La même chose serait arrivée à qui­conque au début de l'année der­nière aurait prédit que les Égyp­tiens (tous les Égyp­tiens !) se sou­lè­ve­raient et chas­se­raient leur dic­tateur. Un prin­temps arabe ? Ha-​​ha-​​ha !

Quand il m'arrive de donner une confé­rence en Alle­magne, je demande tou­jours : “Si l'un d'entre vous croyait la veille du jour où c'est arrivé que le mur de Berlin tom­berait au cours de sa vie – s'il vous plait levez la main…” Je n'ai jamais vu une main se lever.

Et le plus grand événement de tous, l'implosion de l'Union sovié­tique – qui l'a vu venir ? Ni les États-​​Unis, avec leur énorme appareil de ren­sei­gnement mul­ti­mil­liar­daire. Ni notre Mossad, avec ses nom­breux col­la­bo­ra­teurs juifs soviétiques.

Aucun d'eux n'avait non plus prévu la révolution iranienne qui chassa le shah.

On peut dire la même chose des nom­breuses catas­trophes pro­vo­quées de la main de l'homme sur­venues au cours de ma vie ; de l'Holocauste à Hiroshima.
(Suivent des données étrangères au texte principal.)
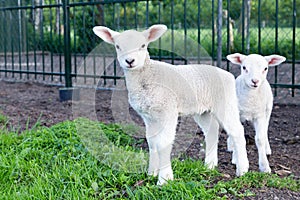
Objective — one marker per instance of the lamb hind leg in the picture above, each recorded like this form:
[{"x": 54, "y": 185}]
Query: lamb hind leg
[
  {"x": 230, "y": 121},
  {"x": 160, "y": 136},
  {"x": 261, "y": 140}
]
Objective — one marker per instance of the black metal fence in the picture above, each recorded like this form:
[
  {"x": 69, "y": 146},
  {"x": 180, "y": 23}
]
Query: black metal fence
[{"x": 52, "y": 41}]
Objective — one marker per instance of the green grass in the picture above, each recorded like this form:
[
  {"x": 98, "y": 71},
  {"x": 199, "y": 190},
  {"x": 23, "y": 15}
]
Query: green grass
[{"x": 59, "y": 163}]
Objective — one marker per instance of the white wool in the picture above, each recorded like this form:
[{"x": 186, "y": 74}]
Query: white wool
[
  {"x": 159, "y": 92},
  {"x": 255, "y": 98}
]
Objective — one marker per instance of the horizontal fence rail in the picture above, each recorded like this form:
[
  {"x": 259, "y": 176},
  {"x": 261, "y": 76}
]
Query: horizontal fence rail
[{"x": 51, "y": 41}]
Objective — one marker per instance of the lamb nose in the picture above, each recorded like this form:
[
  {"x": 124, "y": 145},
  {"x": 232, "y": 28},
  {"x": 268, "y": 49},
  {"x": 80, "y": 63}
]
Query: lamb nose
[
  {"x": 255, "y": 81},
  {"x": 129, "y": 61}
]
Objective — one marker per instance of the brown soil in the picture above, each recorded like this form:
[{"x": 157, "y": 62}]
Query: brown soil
[{"x": 27, "y": 103}]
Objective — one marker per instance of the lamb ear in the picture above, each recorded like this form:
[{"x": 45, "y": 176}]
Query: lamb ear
[
  {"x": 274, "y": 59},
  {"x": 155, "y": 32},
  {"x": 236, "y": 58},
  {"x": 105, "y": 33}
]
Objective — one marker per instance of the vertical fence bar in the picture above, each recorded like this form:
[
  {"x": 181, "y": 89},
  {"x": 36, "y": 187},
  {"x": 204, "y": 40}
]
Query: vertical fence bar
[
  {"x": 228, "y": 33},
  {"x": 259, "y": 27},
  {"x": 12, "y": 46},
  {"x": 20, "y": 42},
  {"x": 219, "y": 33},
  {"x": 243, "y": 26},
  {"x": 276, "y": 46},
  {"x": 294, "y": 46},
  {"x": 172, "y": 31},
  {"x": 185, "y": 32},
  {"x": 198, "y": 32},
  {"x": 67, "y": 54},
  {"x": 159, "y": 41},
  {"x": 213, "y": 31},
  {"x": 147, "y": 13}
]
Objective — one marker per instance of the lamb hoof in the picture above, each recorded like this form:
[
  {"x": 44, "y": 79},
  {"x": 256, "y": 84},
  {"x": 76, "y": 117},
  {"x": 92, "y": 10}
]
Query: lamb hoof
[
  {"x": 153, "y": 172},
  {"x": 165, "y": 175},
  {"x": 241, "y": 171},
  {"x": 265, "y": 169}
]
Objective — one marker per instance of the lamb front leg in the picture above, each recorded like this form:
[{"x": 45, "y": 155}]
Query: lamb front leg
[{"x": 261, "y": 140}]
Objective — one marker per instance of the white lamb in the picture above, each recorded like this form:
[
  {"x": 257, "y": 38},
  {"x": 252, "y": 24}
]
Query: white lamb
[
  {"x": 256, "y": 99},
  {"x": 159, "y": 92}
]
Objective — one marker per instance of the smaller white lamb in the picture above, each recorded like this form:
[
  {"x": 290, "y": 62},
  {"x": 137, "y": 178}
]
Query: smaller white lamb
[
  {"x": 255, "y": 99},
  {"x": 159, "y": 92}
]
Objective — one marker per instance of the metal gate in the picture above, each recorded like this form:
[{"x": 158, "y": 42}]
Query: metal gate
[{"x": 51, "y": 41}]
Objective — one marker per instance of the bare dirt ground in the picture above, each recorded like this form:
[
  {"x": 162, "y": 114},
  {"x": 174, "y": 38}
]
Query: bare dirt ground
[{"x": 27, "y": 103}]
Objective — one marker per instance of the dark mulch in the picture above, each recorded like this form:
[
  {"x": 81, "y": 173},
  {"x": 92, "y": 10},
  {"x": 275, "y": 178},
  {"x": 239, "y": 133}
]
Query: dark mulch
[{"x": 28, "y": 103}]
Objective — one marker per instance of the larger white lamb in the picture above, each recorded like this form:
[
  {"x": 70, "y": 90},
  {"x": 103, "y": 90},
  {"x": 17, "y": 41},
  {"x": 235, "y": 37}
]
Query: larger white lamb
[
  {"x": 256, "y": 99},
  {"x": 159, "y": 92}
]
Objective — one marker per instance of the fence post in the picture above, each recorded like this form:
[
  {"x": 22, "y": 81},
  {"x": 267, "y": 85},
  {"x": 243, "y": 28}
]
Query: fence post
[
  {"x": 67, "y": 93},
  {"x": 67, "y": 44},
  {"x": 219, "y": 33}
]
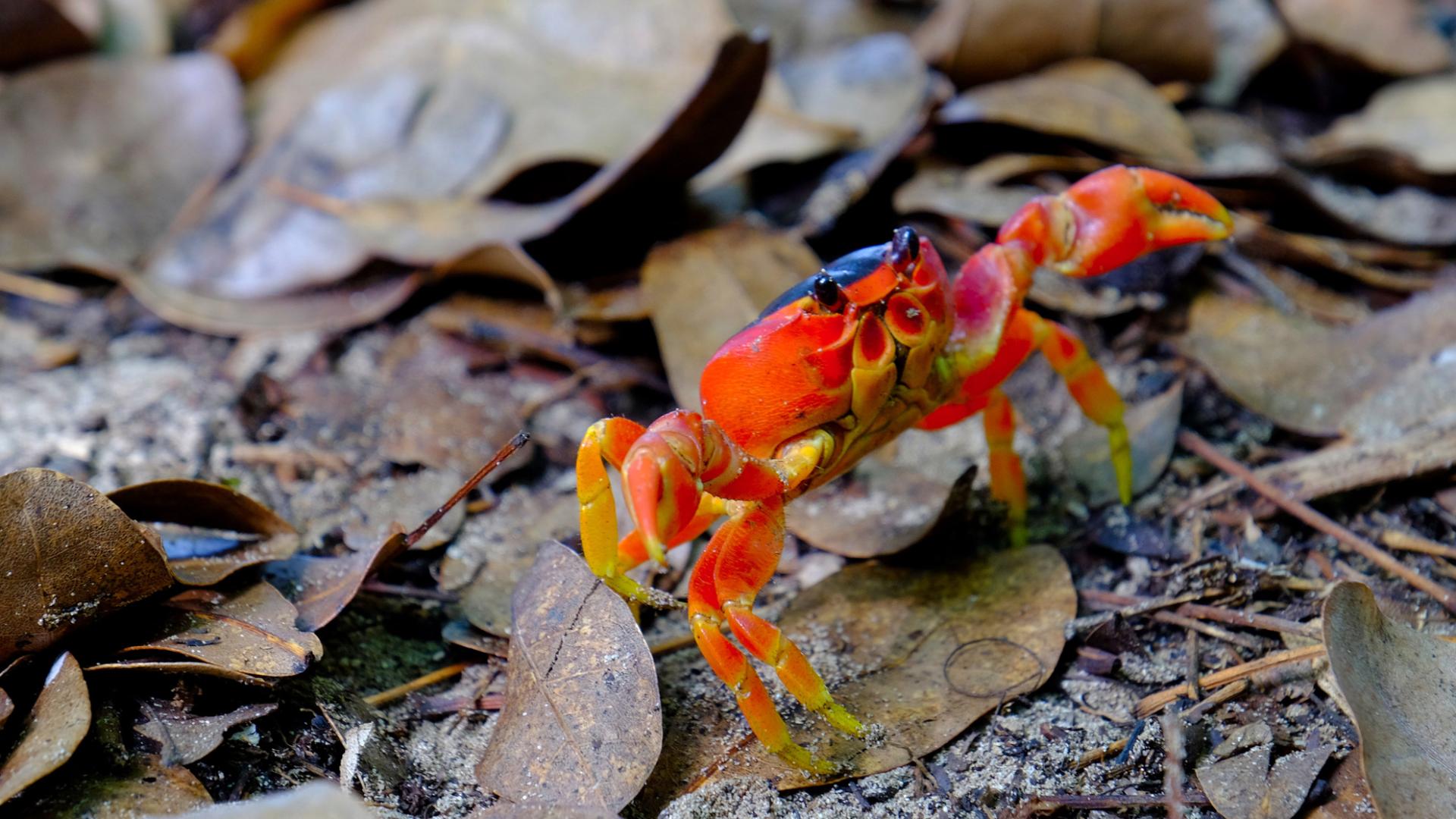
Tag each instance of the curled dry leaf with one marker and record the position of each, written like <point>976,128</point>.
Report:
<point>1250,37</point>
<point>321,586</point>
<point>101,155</point>
<point>207,531</point>
<point>708,286</point>
<point>185,739</point>
<point>248,632</point>
<point>1385,36</point>
<point>976,41</point>
<point>983,193</point>
<point>1097,101</point>
<point>1326,381</point>
<point>318,800</point>
<point>1398,684</point>
<point>1405,216</point>
<point>1350,465</point>
<point>892,499</point>
<point>924,651</point>
<point>1152,428</point>
<point>1410,118</point>
<point>107,786</point>
<point>848,96</point>
<point>71,558</point>
<point>431,107</point>
<point>1247,787</point>
<point>53,729</point>
<point>582,726</point>
<point>500,547</point>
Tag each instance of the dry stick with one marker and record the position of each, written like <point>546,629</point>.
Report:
<point>465,488</point>
<point>1153,703</point>
<point>38,289</point>
<point>376,700</point>
<point>1250,620</point>
<point>1215,700</point>
<point>1410,542</point>
<point>1104,802</point>
<point>1302,510</point>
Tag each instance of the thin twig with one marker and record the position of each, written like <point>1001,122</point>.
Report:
<point>673,645</point>
<point>1410,542</point>
<point>1212,701</point>
<point>465,488</point>
<point>1302,510</point>
<point>1250,620</point>
<point>38,289</point>
<point>376,700</point>
<point>1155,703</point>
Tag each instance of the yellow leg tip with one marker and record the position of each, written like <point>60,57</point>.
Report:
<point>1122,452</point>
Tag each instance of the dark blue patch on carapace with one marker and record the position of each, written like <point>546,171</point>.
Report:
<point>845,271</point>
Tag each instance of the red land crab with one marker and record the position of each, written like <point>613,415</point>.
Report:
<point>874,344</point>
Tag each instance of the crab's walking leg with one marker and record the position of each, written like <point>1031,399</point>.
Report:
<point>1008,480</point>
<point>1088,385</point>
<point>739,561</point>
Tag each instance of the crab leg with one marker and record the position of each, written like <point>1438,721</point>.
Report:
<point>739,561</point>
<point>1088,385</point>
<point>1008,480</point>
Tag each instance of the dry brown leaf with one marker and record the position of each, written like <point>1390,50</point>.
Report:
<point>1152,426</point>
<point>1350,793</point>
<point>460,632</point>
<point>398,504</point>
<point>924,651</point>
<point>71,557</point>
<point>582,726</point>
<point>207,531</point>
<point>400,104</point>
<point>708,286</point>
<point>1247,787</point>
<point>1316,379</point>
<point>1410,118</point>
<point>316,800</point>
<point>248,630</point>
<point>976,41</point>
<point>1398,684</point>
<point>101,155</point>
<point>184,738</point>
<point>849,96</point>
<point>1097,101</point>
<point>321,586</point>
<point>53,729</point>
<point>111,787</point>
<point>500,547</point>
<point>34,31</point>
<point>1385,36</point>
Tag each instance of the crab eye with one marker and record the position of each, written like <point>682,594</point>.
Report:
<point>826,290</point>
<point>905,249</point>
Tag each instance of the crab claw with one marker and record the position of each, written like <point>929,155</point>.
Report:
<point>1112,218</point>
<point>663,490</point>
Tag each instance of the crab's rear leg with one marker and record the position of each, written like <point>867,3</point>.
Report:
<point>739,560</point>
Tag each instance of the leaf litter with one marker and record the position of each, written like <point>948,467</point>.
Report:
<point>313,455</point>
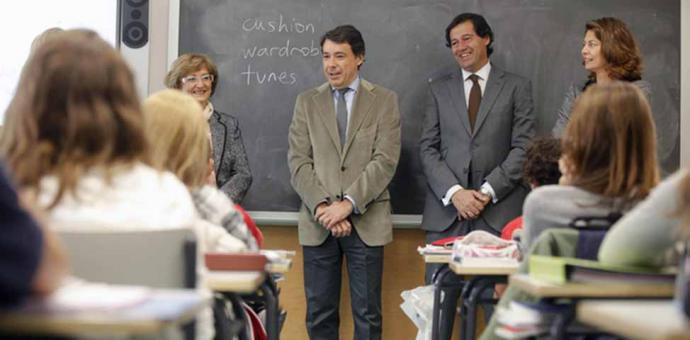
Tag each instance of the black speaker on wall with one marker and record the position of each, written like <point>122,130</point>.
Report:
<point>134,40</point>
<point>135,23</point>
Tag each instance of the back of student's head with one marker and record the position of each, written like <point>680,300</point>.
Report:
<point>609,145</point>
<point>541,163</point>
<point>75,108</point>
<point>179,135</point>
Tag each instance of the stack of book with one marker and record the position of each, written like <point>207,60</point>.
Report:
<point>560,270</point>
<point>521,319</point>
<point>435,254</point>
<point>482,249</point>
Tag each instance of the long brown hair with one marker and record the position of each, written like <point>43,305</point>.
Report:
<point>609,145</point>
<point>619,48</point>
<point>75,108</point>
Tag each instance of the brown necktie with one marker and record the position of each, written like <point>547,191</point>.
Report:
<point>475,100</point>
QUE CELA prouve-​​t-​​il ? Rien, sinon que rien ne peut être prévu avec cer­titude. Les événe­ments humains sont façonnés par des êtres humains, les êtres humains façonnent les événe­ments humains. Cela peut être une bonne raison pour le pes­si­misme, mais aussi pour l'optimisme.

Nous pouvons empêcher les désastres. Nous pouvons amener un avenir meilleur. Et pour cela nous avons besoin d'optimistes qui croient que cela peut être fait. De beaucoup d'optimistes.

Le jour du 64e anni­ver­saire de l'Indépendance, la situation semble sombre. La paix est un gros mot ; La plupart des Israé­liens disent : “La paix serait mer­veilleuse. Je payerais n'importe quel prix pour la paix. Mais mal­heu­reu­sement la paix est impos­sible. Les Arabes ne nous accep­teront jamais. Donc la guerre existera toujours.”

C'est un pes­si­misme très commode, nous dis­pensant de toute culpa­bilité, nous per­mettant de ne rien faire.

La “solution des deux États”, la seule vraie solution, est en train de s'éloigner de notre horizon. Le régime d'apartheid qui est déjà établi dans le ter­ri­toire pales­tinien occupé est en train de se répandre en Israël même. Dans quelques années nous aurons un apar­theid à part entière dans toute la Palestine his­to­rique, avec une minorité juive traitant de haut une majorité arabe palestinienne.

Dans l'hypothèse impro­bable où Israël serait obligé d'accorder les droits civils aux Pales­ti­niens, l'État juif dans tout le pays his­to­rique devien­drait rapi­dement un État arabe dans tout le pays historique.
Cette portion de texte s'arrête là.